Hi,

Back in my younger and less wise days of Perling, I wrote an application that ran on many different instances of data and depended upon a configuration file to know how to act for each instance of the data. I started out with something much like you have demonstrated above, but with requested features and necessary additions I found a need to represent arrays, hashes and compound data structures in my now very complex configuration file.

These configuration files continue to grow in size and complexity to this day to they point where they can be 20k+ in size and I have an 18 page document describing how to configure it. Not only that, but it is very easy to break and if you do so the entire application stops working (for that instance of the data). (eval catches it, but the data is needed to run, so it just stops.)
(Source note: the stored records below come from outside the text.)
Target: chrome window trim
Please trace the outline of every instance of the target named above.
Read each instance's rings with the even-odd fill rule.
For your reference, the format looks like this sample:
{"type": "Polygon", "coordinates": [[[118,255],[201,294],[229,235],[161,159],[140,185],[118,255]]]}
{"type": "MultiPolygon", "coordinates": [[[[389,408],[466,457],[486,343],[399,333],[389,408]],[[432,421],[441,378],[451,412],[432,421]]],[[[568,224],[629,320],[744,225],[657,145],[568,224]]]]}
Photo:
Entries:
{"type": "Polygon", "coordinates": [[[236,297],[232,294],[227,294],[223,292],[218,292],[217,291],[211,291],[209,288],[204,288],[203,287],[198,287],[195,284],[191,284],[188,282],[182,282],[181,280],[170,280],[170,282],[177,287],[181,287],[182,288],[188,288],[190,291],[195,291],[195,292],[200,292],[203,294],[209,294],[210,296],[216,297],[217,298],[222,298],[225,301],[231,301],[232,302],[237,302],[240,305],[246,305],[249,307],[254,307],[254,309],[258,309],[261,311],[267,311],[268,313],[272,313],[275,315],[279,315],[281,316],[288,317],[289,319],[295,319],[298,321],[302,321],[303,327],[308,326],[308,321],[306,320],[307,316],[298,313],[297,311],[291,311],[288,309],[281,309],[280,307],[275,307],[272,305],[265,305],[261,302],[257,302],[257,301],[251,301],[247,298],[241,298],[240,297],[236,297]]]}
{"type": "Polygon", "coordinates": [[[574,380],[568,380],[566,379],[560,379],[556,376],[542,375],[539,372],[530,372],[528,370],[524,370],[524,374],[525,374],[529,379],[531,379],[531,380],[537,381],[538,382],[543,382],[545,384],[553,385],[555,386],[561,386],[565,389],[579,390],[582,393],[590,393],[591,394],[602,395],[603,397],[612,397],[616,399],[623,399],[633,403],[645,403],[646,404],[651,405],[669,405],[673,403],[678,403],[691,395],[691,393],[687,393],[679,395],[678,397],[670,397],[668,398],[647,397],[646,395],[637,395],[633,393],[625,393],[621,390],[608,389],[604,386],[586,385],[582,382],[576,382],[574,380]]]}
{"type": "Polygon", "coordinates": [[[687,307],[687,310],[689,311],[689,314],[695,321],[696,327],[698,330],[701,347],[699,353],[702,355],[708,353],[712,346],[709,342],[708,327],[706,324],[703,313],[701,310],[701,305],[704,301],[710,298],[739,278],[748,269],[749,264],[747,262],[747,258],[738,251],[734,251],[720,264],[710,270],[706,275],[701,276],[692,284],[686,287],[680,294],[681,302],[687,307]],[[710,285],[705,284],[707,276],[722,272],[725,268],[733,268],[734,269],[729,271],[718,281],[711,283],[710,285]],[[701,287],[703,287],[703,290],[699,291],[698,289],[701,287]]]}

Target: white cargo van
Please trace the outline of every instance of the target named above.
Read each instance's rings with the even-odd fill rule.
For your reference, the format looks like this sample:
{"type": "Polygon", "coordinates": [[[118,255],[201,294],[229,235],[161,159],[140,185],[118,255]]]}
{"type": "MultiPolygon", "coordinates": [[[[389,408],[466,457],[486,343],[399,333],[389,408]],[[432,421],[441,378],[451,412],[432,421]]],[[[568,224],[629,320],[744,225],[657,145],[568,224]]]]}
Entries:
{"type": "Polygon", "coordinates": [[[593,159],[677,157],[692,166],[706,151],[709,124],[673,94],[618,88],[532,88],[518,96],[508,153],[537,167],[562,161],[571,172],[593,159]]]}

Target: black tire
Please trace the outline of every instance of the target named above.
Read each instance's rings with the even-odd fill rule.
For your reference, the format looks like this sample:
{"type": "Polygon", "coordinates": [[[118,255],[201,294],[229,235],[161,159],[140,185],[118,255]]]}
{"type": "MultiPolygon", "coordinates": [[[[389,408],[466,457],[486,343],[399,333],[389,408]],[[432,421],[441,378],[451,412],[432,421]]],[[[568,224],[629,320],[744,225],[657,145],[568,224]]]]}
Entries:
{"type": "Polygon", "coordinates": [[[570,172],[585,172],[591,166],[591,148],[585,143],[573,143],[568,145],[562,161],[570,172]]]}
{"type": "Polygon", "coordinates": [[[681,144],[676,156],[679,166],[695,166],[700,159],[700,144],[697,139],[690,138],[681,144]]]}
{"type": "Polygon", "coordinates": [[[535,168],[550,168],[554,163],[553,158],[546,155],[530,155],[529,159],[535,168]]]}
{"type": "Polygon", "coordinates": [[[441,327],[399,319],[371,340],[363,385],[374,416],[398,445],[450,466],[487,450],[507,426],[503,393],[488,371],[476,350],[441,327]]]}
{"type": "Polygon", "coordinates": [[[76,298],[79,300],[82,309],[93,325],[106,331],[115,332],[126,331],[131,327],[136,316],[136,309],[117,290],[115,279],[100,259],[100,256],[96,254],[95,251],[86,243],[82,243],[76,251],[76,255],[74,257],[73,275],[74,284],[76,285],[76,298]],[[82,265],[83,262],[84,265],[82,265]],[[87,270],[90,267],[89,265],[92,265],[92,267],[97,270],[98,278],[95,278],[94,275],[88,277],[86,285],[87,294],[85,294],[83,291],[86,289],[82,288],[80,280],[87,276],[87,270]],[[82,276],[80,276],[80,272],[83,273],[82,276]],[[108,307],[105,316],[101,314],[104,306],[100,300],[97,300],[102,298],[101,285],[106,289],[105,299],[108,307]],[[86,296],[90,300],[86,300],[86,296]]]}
I bring this up in such detail because I did what I thought at the time to be a wise action and kick myself on a daily basis for my actions now. I hope you are not setting yourself up for the same situation that I find myself in today. I face a monumental task of rewriting a large application and re-educating many users.

If today I was starting over again with my current knowledge I would implement the entire application based on configuration files written in XML. The XML::Simple module excels at performing such tasks. The added advantage is that such files are very eye-ball friendly. So I entreat you to consider this module or some other alternative our wonderful fellow monks can provide.

Best of luck,
{NULE}

-- http://www.nule.org

Update:
Thanks for the information, merlyn. I will be sure to eval{use Data::Denter} for my own application. I may be inclined towards XML just because it is so cross-platform, cross-language, etc.